4.Multimodal Information Fusion

5.Training Strategies


4. Multimodal Information Fusion

Critical issue (in Speech LLM)??

\(\rightarrow\) Alignment btw (1) audio modality & the (2) text modality


Requires 2 steps

  • Step 1) Audio Feature Post-Process
  • Step 2) Audio and Text Connection


Step 1) “Audio Feature” Post-Process

$\rightarrow$ Focuses on determining “what specific audio info” is needed


Tend to directly use the “final layer” output of the encoder

Approaches

  • # 1. Extract the “output of the final layer” of the encoder

  • # 2. Using “intermediate layer outputs” to capture more granular features
  • # 3. “Attention” mechanisms to emphasize relevant parts of the audio signal


Step 2) Audio & Text Connection

$\rightarrow$ Addresses how to “effectively combine” these two types of information.

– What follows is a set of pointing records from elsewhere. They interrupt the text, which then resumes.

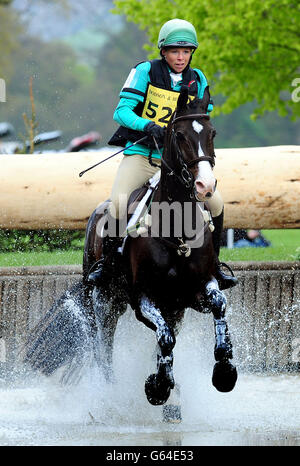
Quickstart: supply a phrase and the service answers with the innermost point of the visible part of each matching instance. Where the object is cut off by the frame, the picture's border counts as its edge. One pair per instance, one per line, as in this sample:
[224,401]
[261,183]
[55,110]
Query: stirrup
[95,276]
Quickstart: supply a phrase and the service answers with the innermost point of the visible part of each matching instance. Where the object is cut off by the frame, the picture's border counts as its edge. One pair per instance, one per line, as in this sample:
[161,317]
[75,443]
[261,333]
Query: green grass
[285,247]
[27,259]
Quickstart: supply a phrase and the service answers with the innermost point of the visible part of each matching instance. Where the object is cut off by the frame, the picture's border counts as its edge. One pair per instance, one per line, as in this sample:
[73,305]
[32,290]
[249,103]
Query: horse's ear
[183,98]
[206,98]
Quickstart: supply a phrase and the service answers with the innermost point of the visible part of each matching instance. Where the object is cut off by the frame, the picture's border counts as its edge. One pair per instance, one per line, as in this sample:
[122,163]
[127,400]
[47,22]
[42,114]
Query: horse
[159,275]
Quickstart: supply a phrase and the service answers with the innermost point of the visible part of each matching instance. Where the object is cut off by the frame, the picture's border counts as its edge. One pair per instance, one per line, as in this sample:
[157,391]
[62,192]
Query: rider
[142,111]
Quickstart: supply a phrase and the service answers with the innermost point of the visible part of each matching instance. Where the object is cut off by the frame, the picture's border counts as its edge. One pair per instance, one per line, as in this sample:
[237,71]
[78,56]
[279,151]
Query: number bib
[160,104]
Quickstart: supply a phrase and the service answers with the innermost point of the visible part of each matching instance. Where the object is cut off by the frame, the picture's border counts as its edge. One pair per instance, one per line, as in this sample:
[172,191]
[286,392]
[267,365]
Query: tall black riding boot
[225,281]
[109,255]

Audio feature must be integrated with the textual modality!

\(\rightarrow\) To enable the LLM to perform the final inference.


Classified into 2 categories:

  • (1) Transforming the audio feature into the textual modality space
  • (2) Merging the audio and textual modality spaces


a) “Audio-to-Text” Modality Conversion

LLMs are primarily designed for “TEXT”modalities!

  • How? Employ “projector”
    • To transform the extracted audio modality features
  • Effect? Minimizes modifications to the LLM


Two common methods are employed!

figure2


(1) Direct Projection

  • Step 1) Projection
    • Directly projected into the LLM’s text feature space
  • Step 2) Concatenate
    • Audio embeddings are then concatenated with the input text’s embedding vector
  • Step 3) Feed to LLM


(2) Token Mapping

  • Step 1) Map into tokens

    • Audio feature information is mapped into text tokens
  • Step 2) Concatenate

    • Audio tokens are combined with the text tokens

      \(\rightarrow\) Token sequence that includes both audio and text info

  • Step 3) Feed to LLM


b) “Combining” Audio and Text Feature Space

Above method: Does not achieve lossless modality fusion in the true sense

\(\rightarrow\) Information loss may occur during modality conversion!


Solution: Modify the original input space of the LLM to integrate the audio modality

  • Augments the token space by adding audio tokens on top of the existing text tokens, creating a new token space.

figure2


5. Training Strategies

Training of current Speech LLMs: 3 approaches

  • (1) Pretraining
  • (2) Supervised fine-tuning (SFT)
  • (3) Reinforcement learning (RL)


(1) Pretraining

  • Dataset: Audio-text pairs

  • Common strategies: SSL
    • To better integrate speech encoders with LLMs, some researchers attempt to re-pretrain speech encoders
  • Thorough re-training of multimodal large models is necessary!


(2) Supervised Fine-Tuning (SFT)

$\rightarrow$ Further fine-tuning is often required!


Supervised fine-tuning

  • Common approach
  • Labeled data from downstream task datasets is used to train the model
  • To achieve alignment between the (1) speech encoder and the (2) LLM
    • To enhance performance on specific tasks
  • Common training methods:
    • (1) Fine-tuning connectors
    • (2) Fine-tuning the encoder
    • (3) LLMs
  • Involves handling modality alignment and completing the model’s learning of text-token mapping


(3) Reinforcement Learning (RL)

Commonly used method in training LLMs

  • Especially in the field of safety alignment

Ensures that the LLM optimizes in the desired direction!